The next-generation 5G architecture is built around the realization that different services are consumed differently, and by different types of users. Thus, next-generation mobile access technology must have:
- A way to define those differences,
- A way to determine and place constraints so as to meet those differences, and
- A way to architect access methods that meet the goals of the different services that ride on top of the technology.
It is to this end that the 5G technology has built-in support for what’s called “network slicing” – a fancy phrase to say that the network is sliced up, with each slice configured to meet the needs of a singular class of service.
In the 5G architecture, for example, there is a slice designed to deliver common mobile consumer data. This slice delivers high throughput data consumers want access to, which may be things like pictures, videos, live video interactions, remote mailbox access or remote shared data vault access.

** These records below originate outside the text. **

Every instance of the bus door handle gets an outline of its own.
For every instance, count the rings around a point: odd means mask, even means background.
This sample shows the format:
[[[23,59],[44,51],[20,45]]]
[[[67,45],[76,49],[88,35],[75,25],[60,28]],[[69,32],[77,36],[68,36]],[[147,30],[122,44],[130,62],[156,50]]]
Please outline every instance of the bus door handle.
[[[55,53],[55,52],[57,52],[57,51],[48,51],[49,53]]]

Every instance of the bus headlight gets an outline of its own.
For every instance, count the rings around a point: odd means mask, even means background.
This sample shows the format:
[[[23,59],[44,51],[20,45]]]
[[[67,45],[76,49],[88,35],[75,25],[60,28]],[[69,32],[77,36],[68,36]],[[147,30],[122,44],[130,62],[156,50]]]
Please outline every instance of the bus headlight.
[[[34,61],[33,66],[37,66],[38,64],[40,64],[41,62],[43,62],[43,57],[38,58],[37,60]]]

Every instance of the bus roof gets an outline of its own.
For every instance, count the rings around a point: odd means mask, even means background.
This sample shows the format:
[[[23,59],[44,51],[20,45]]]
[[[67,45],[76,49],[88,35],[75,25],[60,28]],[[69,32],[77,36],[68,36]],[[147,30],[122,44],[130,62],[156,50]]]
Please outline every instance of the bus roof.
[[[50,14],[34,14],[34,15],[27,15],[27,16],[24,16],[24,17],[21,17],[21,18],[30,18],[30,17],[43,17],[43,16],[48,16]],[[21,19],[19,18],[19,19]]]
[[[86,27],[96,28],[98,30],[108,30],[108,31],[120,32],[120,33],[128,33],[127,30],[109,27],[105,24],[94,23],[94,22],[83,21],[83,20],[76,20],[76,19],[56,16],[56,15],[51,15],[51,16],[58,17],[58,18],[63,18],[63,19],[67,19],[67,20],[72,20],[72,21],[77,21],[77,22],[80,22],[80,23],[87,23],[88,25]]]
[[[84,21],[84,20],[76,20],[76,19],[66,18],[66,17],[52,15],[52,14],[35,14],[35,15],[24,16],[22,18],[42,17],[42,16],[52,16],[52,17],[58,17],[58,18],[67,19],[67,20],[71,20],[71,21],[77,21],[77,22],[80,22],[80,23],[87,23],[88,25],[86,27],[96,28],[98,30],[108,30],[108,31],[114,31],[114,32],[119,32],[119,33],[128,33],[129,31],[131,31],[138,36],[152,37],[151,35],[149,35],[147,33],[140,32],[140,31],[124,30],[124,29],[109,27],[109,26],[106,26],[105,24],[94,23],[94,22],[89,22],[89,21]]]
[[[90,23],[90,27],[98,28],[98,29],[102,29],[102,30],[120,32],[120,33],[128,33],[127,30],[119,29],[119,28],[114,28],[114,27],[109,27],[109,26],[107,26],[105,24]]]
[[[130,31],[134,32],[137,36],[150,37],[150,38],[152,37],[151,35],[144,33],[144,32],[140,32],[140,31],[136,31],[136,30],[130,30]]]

Another slice is designed for what is called “latency critical” applications. Imagine a connected, self-driving, auto-diagnosing car of the future. The car, connected to 5G, will be the “new cell phone”. It will automatically make things happen so that the driver can choose to not be in control and enjoy life or get work done while commuting. This requires a fast, high-speed, reliable, always-available and latency critical network. The 5G latency-aware slice allows a network design that can make these guarantees. By the way, the car is just one of the many such latency-critical applications.
Another slice of the network is designed to meet both the latency, and the capacity needs of the service. Consider the example of TeleHealth, a use-case where in a medical service provider is physically remote from the consumer. Many healthcare situations demand TeleHealth, which has seen only limited realization because a truly mobile, low-latency and capacity-aware network architecture has remained a challenge. All TeleHealth use-cases require:
- Interaction with no frame/audio drops,
- Atomic guarantees of delivery – if a command was sent, the network must guarantee the delivery of that command and the response back, and
- Ubiquity – be a stranded climber on a remote mountain, or an inner-city youth who needs the help of a specialist in Mayo Clinic, the network must always be there to support the service.
This new and innovative world requires a large amount of infrastructure. It requires an increase in cell stations, to which a multitude of end-users will be connected to in order to consume services. It requires compute, storage, and networking capabilities distributed across the edge of the network, enabling a service delivery platform running both network services and 3rd party application workloads. This edge platform coupled with differentiated classes of service provides new ways for Telcos to monetize the infrastructure and charge consumers.
At Dell Technologies, we are focused on creating the best possible infrastructure elements that will help the creation of next-generation mobile access networks. Dell EMC servers are best-in-class and hold the biggest market share. Dell EMC storage is second-to-none, and offers all types and variations as needed to suit the goals of any point of presence in a 5G network. Dell EMC Networking gear brings it all together, in a self-aware, software-defined, declarative manner so that the network can adapt quickly to meet the demands of all the 5G slices.
We are here to help our customers on the Journey to 5G.